The idea of who is an actual “super” hero was a common theme throughout the Spider Island storyline considering the focal point of the arc was the fact that the entirety of Manhattan was overrun with people who had inherited spider powers – some of which used them for good, and others for evil. But I think the character who best embodied this conundrum – hero versus superhero – was Shang-Chi in the Spider Island miniseries, Deadly Hands of Kung Fu.
Deadly Hands was far and away the most unique of the Spider Island tie-ins. Whereas the Cloak and Dagger and Spider-Girl mini-series, and the Avengers and Spider-Woman one-shots took characters with deeply embedded ties to the Spider-Man universe and put them in scenarios that may have felt familiar to regular readers of the web-slinger (i.e. Cloak and Dagger battling Mister Negative and Spider-Girl teaming with Kingpin), Deadly Hands featured a different style of story-telling, one that harkens back to the series’ earliest roots in the 1970s during the kung-fu movie craze (thanks to Bruce Lee).
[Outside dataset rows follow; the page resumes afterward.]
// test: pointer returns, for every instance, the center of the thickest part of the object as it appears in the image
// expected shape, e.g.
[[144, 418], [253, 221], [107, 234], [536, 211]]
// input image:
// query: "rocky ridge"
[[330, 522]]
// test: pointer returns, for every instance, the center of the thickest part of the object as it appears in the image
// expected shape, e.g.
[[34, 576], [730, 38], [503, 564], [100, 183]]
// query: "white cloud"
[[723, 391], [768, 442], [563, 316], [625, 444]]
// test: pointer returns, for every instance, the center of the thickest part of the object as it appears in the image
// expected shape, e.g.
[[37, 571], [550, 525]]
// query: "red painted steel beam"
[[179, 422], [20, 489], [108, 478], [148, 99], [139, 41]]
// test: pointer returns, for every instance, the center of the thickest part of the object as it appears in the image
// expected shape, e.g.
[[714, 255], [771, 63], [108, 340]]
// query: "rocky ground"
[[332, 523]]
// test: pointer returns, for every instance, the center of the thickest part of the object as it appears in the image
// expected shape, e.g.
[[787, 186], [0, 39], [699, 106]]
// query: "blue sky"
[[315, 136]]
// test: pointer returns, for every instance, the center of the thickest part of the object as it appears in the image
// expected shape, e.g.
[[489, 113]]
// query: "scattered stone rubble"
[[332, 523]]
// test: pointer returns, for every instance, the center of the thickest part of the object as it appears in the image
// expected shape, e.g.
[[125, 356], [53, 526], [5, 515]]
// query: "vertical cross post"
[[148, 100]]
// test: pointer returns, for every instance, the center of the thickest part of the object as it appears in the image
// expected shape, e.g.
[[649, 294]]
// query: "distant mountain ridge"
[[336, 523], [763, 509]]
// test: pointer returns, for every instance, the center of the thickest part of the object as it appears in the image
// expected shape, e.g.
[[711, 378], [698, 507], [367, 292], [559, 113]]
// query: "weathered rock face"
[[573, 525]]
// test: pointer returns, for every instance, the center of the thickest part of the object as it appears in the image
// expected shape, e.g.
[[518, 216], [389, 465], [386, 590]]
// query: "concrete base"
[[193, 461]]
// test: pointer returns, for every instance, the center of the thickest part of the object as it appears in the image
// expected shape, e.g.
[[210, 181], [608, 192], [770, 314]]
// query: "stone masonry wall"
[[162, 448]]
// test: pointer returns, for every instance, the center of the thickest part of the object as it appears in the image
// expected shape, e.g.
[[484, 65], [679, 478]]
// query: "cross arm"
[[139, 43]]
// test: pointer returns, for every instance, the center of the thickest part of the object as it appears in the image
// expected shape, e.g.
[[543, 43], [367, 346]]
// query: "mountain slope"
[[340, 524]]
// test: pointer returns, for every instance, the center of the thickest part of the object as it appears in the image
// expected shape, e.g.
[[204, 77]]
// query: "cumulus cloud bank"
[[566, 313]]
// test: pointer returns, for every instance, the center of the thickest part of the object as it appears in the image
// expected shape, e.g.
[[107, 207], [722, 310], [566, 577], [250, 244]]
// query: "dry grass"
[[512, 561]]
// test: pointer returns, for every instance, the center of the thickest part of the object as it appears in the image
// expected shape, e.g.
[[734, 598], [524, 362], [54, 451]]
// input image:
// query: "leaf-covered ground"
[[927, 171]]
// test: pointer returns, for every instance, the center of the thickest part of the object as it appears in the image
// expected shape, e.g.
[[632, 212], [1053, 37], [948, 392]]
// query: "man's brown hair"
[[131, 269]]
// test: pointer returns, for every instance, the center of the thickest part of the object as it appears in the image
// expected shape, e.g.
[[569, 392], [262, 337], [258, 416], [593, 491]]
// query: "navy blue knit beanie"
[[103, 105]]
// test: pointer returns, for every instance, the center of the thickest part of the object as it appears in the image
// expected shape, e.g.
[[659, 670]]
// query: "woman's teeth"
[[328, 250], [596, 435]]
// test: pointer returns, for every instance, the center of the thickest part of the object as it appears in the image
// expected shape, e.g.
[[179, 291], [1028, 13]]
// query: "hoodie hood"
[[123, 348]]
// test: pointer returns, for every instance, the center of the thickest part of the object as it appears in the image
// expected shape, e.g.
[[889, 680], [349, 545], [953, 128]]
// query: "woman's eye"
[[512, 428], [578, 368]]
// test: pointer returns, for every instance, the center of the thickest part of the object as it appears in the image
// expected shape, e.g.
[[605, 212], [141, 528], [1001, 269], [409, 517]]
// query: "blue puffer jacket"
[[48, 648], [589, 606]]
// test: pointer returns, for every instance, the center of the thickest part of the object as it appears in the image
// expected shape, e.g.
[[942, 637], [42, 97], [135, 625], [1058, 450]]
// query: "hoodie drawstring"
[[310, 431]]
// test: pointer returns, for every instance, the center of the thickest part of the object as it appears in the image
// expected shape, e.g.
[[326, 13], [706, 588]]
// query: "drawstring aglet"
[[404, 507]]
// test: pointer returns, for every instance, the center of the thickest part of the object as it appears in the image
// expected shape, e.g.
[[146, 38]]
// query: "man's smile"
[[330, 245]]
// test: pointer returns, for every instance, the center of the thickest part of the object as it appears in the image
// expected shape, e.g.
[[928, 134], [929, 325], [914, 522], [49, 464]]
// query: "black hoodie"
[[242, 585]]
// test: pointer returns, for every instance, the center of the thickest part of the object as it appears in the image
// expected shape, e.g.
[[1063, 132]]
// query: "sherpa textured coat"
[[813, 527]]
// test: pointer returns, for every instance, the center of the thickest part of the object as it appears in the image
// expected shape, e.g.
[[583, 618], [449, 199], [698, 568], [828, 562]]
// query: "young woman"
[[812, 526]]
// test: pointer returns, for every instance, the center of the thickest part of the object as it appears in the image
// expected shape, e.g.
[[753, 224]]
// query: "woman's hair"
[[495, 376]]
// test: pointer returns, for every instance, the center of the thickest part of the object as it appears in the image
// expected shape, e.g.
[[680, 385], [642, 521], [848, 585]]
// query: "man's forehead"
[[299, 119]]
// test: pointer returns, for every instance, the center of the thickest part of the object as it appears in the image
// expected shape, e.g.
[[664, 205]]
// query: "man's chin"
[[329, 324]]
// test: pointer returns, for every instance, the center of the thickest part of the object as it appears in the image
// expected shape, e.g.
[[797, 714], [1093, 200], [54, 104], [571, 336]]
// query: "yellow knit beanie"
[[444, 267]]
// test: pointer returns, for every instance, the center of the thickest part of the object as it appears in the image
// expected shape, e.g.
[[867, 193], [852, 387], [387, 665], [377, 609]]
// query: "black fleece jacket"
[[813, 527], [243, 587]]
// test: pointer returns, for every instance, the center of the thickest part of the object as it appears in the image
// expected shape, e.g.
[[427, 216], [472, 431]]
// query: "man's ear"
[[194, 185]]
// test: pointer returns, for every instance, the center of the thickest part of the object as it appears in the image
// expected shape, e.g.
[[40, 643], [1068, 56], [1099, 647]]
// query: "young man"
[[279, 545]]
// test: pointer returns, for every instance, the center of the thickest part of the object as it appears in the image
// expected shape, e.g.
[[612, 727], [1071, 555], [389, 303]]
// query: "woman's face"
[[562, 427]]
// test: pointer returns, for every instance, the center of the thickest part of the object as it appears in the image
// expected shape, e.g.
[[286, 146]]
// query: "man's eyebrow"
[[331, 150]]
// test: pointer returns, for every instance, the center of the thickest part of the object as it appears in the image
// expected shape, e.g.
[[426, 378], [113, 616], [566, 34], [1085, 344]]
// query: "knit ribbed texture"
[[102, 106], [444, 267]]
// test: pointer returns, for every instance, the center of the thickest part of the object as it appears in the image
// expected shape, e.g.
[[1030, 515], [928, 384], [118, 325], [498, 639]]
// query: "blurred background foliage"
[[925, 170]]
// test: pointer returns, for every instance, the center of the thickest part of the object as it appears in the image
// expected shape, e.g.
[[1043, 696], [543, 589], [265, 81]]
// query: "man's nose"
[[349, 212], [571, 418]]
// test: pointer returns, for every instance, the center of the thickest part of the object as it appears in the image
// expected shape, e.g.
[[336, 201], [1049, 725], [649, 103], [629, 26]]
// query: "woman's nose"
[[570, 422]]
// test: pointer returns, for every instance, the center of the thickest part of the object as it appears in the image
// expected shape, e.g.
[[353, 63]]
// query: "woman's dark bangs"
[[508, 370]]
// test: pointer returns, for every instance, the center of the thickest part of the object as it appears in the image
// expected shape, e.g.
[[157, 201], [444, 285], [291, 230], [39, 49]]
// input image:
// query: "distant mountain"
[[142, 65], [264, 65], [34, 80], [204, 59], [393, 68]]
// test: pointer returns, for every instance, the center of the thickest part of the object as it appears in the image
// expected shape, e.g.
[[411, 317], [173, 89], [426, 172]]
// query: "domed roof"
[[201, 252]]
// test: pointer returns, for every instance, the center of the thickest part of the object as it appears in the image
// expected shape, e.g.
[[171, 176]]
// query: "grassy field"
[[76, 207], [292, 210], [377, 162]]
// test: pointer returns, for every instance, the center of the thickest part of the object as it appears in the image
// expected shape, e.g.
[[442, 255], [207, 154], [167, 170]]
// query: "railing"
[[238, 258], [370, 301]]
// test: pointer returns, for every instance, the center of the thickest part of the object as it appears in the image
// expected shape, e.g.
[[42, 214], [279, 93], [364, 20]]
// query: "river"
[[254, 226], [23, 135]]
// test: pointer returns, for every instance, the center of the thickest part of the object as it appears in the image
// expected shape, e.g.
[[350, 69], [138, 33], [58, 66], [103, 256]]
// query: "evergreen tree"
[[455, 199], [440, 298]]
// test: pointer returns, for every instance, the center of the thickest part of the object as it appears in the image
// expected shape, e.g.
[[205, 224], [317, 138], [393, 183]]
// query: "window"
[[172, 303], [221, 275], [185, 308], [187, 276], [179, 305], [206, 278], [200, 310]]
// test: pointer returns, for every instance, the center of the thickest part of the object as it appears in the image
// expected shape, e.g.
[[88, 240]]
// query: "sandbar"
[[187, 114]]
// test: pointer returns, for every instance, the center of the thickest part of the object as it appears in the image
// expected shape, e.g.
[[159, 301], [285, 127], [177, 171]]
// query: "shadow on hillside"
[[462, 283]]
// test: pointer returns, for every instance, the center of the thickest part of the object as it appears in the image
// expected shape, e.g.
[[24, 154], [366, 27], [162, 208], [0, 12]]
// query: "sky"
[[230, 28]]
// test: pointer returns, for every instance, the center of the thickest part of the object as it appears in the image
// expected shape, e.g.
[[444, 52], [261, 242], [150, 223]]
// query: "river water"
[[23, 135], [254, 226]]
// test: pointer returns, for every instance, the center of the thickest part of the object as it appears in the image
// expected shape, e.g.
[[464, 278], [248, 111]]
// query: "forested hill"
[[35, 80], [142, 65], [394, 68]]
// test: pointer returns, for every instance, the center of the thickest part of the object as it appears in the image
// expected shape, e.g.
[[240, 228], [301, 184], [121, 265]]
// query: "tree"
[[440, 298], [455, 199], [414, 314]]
The issues were action-packed, with some stunning illustrations of battlescenes from Sebastian Fiumara and John Lucas, but they came across as far-less character driven than many of the other Spider Island tie-ins.
Which is not to say there isn’t a character-issue hidden at the core of this three-part series. While Shang-Chi is the master of kung fu, someone who is talented enough to train a spider sense-less Spider-Man in the art, he does not, by definition, have superpowers. Which means, based on the rules of Spider Island, he was subject to the virus that gives all the non-powered inhabitants spider powers.
But do superpowers make a superhero? In this story Shang-Chi rescues his superpowered friend Iron Fist and defeats the relatively new Marvel supervillain Ai Apaec. Meanwhile, Shang-Chi overcomes the greatest physical challenge of them all, not surrendering to the spider-plague attempting to overtake his body and hand control over to the Spider Island “Queen.” Shang-Chi declares that master of kung fu serves no Queen, King or God.
So how is Shang-Chi not in the most literal sense a superhero? His Kung Fu abilities are at an incredibly advanced level, giving him a physical advantage over characters who actually have mutated or chemically-heightened powers. By refusing to give full control to the spider virus, he demonstrated that he was mentally stronger than at the very least, the vast majority of New Yorkers who were walking around Manhattan during the Spider Island arc as mutated spiders under control of the Queen.
While Shang-Chi may not be the most creative superhero in the Marvel universe – which may explain why he’s never achieved any popularity beyond cult status – I certainly think he proved himself in this miniseries that even without specific “powers,” he’s powerful enough, and super enough to stand alongside the likes of Spider-Man and Captain America as a true Marvel superhero. A character shouldn’t need gamma rays or a radioactive experiment gone horribly wrong to be a superhero. Sometimes, the true strength of a superhero comes from what ‘s already inside a character. By channeling that inner-power, a character can demonstrate strength that is more powerful and focused than any mutant.